(c) 2013 Merovee Records
- Solid Ground
- A Different Light
- It's Not Enough
- Cold Day In Hell
- Thick And Thin
- Ask Me Yesterday
- Fool's Paradise
- The Flower Song
- Mood Elevator
- Welcome To My Mind
- You Showed Me
- Ain't That A Bitch
- The Way Life Goes
Tony Harrell--Piano, B3, Wurlitzer, Clavinet
Greg Morrow--Drums, Percussion
Jeff LaBar--Guitar (Track 9)
Pat Buchanan--Guitar, Harmonica (Tracks 4, 6, 8, 11, 13)
Gary Burnette--Guitar (Track 11)
Ron Wallace--Acoustic Guitar (Track 6)
Jim Horne--Saxaphone (Track 4)
Crystal Taliaferro, Etta Britt, Savannah Keifer, Vichy Carraco, Chuch Turner--Various Backing Vocals
Cinderella fans are suckers for abuse. Seriously. How many years have we been teased, taunted, and tormented about a new Cinderella record, and we keep hanging around with bated breath, waiting and waiting and waiting? Give up? Consider this...Still Climbing came out in 1994!!! That's nearly 20 years, folks! Sure, we've been given umpteen best of's, live albums, rehashed live albums, extended cuts, blah blah blah, but never new music. And, yes, we know about the contract fight between the band and their label, but COME ON...20 years?
The wait is over. Sort of.
Cinderella lead yowler, Tom Keifer, has finally unleashed his solo record on the Cinderella faithful (I say finally because he reportedly started writing for this record in 1997!), and at 14 tracks there is a lot to consider here. Not surprisingly there are a number of tracks that sound a lot like where I think Cinderella would be now had they continued down the path of Long Cold Winter and Heartbreak Station. Keifer's raspy, bluesy moan is right at home on these types of tracks, which include album opener, "Solid Ground", "Babylon", "Mood Elevator" (which features fellow Cinderella alum Jeff LaBar on guitar), which is the album's heaviest track, and the Aerosmith-esque "The Way Life Goes". (Speaking of the Boston band, "You Showed Me", which is actually a quasi-ballad, also has a certain Get A Grip era quality to it and is the best slower moment of the record.) The best track on the disc for my money, is "Cold Day In Hell", which sounds like it was likely written in the Still Climbing sessions and is a prime example of the power of Keifer's writing with a killer chorus and a strong hook. "It's Not Enough" has a bit of that Heartbreak Station feel to it as well, and "Fool's Paradise", which doesn't rock nearly as hard as most of the previously mentioned tracks, still finds Keifer mining more mid-tempo, blues-based Cinderella territory to great effect. "Welcome To My Mind" is as close to straight up electric blues as the project comes and the effects used on Keifer's voice give the track a bit of an eerie feel during the verse portions of the track, and not surprisingly, Keifer pulls off this particular song with seemingly little effort, although I suspect he put a LOT of effort into the tasty little guitar solo that pops up at about the 2:18 mark of the song.
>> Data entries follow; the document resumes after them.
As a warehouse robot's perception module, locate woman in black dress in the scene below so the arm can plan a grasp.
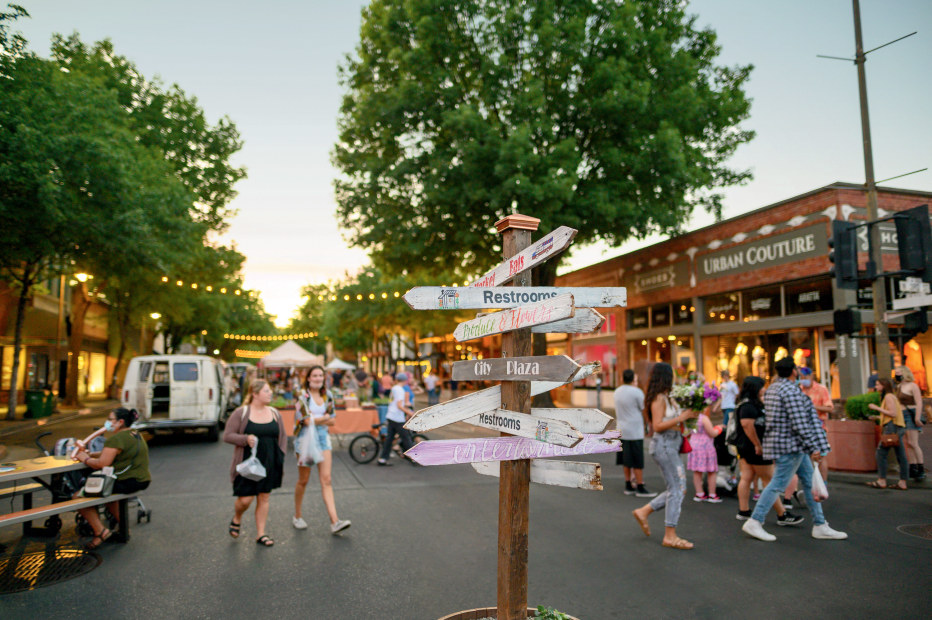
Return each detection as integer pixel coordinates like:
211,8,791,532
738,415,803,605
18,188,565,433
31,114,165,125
223,380,287,547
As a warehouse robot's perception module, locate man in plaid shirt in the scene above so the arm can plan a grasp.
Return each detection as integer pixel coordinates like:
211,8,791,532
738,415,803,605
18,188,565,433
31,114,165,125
741,357,848,542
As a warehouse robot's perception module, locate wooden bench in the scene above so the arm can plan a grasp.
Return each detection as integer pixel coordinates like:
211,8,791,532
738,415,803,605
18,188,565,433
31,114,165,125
0,494,136,542
0,482,45,498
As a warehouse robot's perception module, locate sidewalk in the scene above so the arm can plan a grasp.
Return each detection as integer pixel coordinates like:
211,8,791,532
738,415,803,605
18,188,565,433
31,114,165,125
0,397,120,438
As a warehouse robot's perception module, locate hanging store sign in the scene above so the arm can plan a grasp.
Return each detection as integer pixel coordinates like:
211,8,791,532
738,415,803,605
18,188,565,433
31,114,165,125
696,222,828,280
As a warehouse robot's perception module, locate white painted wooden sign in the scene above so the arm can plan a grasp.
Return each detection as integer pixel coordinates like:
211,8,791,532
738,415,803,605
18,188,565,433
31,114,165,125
464,409,583,448
469,226,577,287
452,355,579,381
405,431,621,465
453,295,575,342
472,459,602,491
404,286,628,310
405,362,602,432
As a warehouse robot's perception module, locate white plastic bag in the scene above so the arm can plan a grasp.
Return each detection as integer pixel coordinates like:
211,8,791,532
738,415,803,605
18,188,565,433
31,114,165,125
236,444,266,481
812,463,828,502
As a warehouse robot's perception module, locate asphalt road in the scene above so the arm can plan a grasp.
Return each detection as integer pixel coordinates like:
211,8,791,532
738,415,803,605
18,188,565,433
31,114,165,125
0,410,932,620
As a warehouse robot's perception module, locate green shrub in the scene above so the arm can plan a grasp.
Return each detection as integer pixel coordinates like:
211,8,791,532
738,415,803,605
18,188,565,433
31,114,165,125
845,392,880,420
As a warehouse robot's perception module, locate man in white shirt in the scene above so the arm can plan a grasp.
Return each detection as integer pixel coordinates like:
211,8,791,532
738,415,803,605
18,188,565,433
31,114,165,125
719,370,741,428
379,372,414,466
615,368,657,497
424,373,440,405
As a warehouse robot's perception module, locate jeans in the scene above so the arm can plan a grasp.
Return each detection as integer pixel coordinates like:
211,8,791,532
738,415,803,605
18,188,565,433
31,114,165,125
650,431,686,527
751,452,825,525
379,420,414,461
877,422,909,480
722,407,735,428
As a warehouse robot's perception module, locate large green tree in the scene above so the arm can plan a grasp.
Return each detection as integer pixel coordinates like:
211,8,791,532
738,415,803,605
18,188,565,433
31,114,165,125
333,0,752,284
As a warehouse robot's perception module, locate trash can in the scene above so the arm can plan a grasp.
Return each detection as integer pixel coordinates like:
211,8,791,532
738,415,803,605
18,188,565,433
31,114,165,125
25,390,45,418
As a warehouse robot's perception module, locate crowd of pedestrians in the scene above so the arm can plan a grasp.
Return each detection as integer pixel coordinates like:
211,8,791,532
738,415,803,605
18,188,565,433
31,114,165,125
614,357,856,550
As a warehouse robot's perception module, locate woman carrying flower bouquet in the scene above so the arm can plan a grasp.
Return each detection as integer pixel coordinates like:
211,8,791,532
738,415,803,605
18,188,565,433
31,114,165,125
632,362,697,549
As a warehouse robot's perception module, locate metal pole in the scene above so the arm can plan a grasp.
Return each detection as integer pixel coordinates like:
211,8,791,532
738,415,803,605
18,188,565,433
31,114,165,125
852,0,893,378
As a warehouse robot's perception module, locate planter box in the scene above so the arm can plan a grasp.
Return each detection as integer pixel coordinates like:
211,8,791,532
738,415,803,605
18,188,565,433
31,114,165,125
825,420,877,472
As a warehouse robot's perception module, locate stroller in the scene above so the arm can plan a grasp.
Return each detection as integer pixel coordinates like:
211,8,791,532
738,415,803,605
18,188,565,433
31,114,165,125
35,431,152,536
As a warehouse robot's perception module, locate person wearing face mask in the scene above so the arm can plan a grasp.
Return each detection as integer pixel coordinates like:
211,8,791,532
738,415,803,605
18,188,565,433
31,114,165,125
74,407,152,549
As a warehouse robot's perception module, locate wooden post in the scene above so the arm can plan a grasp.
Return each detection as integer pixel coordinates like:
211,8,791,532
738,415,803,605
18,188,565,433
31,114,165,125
495,215,540,620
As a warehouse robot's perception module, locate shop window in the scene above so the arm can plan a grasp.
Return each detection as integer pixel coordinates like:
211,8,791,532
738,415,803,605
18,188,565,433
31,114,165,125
625,308,650,329
786,280,834,314
673,299,696,325
650,304,670,327
705,293,741,323
741,286,782,323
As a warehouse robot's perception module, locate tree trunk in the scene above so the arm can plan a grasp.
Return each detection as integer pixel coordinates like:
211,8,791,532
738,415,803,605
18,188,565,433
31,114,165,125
65,282,91,407
531,258,561,408
6,265,39,420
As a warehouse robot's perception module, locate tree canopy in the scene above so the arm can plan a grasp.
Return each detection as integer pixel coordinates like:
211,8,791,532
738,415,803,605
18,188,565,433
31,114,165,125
333,0,752,281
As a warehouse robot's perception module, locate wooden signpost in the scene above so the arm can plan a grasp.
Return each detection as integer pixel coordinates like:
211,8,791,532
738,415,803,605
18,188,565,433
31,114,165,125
469,225,577,287
452,355,579,383
453,295,576,342
404,286,628,310
404,215,626,620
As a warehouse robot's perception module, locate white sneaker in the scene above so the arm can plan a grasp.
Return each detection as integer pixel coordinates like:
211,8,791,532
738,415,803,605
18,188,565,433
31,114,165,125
741,519,777,542
812,522,848,540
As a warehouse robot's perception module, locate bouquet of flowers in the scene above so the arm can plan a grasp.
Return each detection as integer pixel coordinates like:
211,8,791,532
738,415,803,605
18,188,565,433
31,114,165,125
670,381,722,411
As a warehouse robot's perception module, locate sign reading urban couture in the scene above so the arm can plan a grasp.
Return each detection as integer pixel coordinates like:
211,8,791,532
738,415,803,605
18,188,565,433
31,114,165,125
696,222,828,280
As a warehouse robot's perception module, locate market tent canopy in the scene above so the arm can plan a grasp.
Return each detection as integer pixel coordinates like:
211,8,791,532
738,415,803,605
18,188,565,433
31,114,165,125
324,357,356,370
259,340,324,368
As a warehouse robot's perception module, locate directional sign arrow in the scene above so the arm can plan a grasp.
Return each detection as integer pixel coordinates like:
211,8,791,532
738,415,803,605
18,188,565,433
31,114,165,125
469,226,577,287
531,308,605,334
464,409,582,448
472,459,602,491
405,362,602,432
453,355,579,382
453,295,575,342
405,431,621,465
531,407,614,433
404,286,628,310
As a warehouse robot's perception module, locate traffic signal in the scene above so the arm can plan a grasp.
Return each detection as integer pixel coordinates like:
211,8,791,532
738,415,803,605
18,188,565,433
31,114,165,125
833,308,861,335
903,308,929,336
828,220,858,290
894,205,932,283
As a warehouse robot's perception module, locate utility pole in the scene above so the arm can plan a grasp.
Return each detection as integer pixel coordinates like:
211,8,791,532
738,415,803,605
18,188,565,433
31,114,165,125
852,0,893,378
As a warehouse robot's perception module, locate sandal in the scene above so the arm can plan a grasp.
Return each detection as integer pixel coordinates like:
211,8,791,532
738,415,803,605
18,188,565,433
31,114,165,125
661,538,695,551
84,528,112,551
631,510,650,537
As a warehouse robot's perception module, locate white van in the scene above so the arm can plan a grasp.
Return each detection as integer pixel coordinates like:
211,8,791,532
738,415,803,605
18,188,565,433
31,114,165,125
121,355,228,441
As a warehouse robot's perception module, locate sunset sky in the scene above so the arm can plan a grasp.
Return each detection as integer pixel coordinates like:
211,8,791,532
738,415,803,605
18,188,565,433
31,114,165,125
17,0,932,325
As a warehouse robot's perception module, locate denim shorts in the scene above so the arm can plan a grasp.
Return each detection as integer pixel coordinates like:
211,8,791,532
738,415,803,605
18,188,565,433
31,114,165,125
294,426,333,456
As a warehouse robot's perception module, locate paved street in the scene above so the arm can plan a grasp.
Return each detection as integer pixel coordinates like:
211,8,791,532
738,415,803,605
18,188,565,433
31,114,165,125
0,410,932,620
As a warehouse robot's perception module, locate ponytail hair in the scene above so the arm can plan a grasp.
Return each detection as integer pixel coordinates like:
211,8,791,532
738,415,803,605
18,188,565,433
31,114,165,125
243,379,268,407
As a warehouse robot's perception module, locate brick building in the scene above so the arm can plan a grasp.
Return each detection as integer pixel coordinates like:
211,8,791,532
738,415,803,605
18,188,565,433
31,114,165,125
551,183,932,398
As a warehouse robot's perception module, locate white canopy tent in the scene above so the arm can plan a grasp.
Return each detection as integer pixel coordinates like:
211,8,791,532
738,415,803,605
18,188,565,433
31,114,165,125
259,340,324,368
324,357,356,370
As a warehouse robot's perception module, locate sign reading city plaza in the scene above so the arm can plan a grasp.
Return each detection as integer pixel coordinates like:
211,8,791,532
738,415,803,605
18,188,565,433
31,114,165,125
696,222,828,280
453,355,579,382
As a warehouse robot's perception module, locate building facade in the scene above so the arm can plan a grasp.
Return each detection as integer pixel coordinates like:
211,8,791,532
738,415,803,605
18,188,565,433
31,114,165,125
555,183,932,398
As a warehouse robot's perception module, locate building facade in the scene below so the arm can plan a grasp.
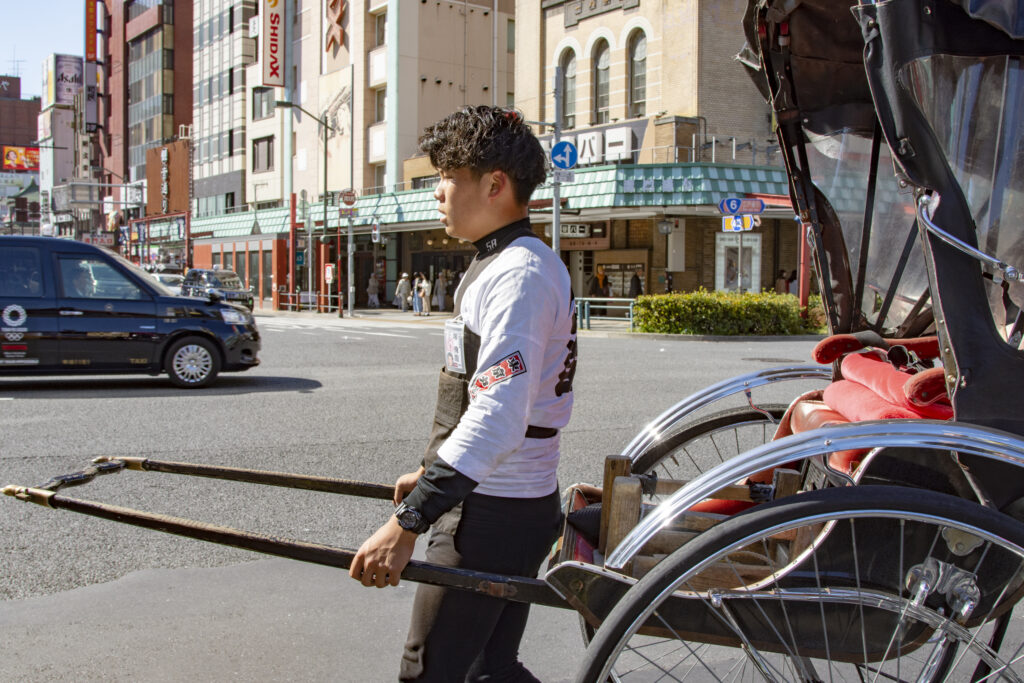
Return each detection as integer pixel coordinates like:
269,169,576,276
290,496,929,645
134,0,797,306
516,0,797,296
190,0,257,216
0,76,41,233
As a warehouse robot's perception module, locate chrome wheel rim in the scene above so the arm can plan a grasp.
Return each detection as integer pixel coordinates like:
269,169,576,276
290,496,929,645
171,344,213,384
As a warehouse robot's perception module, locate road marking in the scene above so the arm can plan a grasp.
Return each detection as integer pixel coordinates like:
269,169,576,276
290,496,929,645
361,332,416,339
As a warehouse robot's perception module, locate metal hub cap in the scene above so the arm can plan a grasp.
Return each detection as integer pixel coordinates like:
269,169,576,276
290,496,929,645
172,344,213,384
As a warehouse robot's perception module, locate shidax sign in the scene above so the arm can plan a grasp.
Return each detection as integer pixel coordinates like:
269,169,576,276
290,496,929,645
259,0,286,87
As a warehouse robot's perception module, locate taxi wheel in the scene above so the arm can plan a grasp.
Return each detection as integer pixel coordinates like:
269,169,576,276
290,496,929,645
164,337,220,389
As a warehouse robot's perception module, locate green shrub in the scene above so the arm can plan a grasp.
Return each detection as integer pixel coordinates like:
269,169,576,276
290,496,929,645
633,289,820,336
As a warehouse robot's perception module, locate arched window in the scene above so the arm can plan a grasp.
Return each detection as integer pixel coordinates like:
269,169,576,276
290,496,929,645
629,31,647,119
591,40,611,123
559,49,575,129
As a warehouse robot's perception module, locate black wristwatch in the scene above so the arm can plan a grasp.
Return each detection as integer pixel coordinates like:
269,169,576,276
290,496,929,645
394,502,430,533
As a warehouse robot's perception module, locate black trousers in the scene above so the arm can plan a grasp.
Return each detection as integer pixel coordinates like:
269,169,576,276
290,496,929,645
398,490,561,683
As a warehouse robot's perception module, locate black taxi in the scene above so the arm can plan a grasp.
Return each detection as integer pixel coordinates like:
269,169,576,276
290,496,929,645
0,236,260,388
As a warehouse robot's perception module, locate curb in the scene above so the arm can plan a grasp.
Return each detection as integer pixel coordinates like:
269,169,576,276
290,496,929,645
253,308,825,343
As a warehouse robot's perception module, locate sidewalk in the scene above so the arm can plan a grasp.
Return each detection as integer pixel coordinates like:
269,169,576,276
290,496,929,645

But then there are the non-Cinderella moments to consider.
At times, this record sounds like the songs could have been written for Bryan Adams, such as with the piano-driven "Thick And Thin" which echoes "Everything I Do (I Do It For You)" in places. At others, specifically on "Ain't That A Bitch", you expect to hear Tom Petty's voice leap off the record rather than Tom Keifer. Rod Stewart seems to be the intended target of a track like "The Flower Song", while in other places, such as "Ask Me Yesterday", the influence of Keifer's adopted hometown of Nashville seems to seep into the songwriting. While none of these are horrible songs, they don't really serve to advance the music forward, either. With all of these various styles mixed in, the record comes across as a bit unbalanced at times. I applaud Keifer's exploration of various tempos and styles, but at 14 tracks, perhaps the album is a bit bloated and may have been better served if a couple of tracks ("Flower..." and "Yesterday..." come instantly to mind) had been left on the cutting room floor.
Keifer's voice is strong throughout and doesn't show any remnants of the vocal problems he has struggled with over the past several years. His guitar playing is also top-notch, which I found to be interesting, as I never considered him to be more than a contributor to the Cinderella song, at best, as LaBar more than capably handled lead duties for the band. Now I find myself wondering just how much Keifer played on some of those albums. The rest of the "band" is tight and competent, if unspectacular. I wonder how much Cinderella material the band tackles live, and how well these guys pull it off.
Generally solid, and at times excellent, The Way Life Goes is ALMOST worth the 20 year wait for new Cinderella-related material. As it stands, it will likely make our year-end Best Of... list, but probably won't sit at the top.
Rating: Crankable, but bloated. Turn the knob up to 7.5 here, but if you make your own mix, judiciously lopping off a couple of tracks, you could probably squeeze an 8 out of it.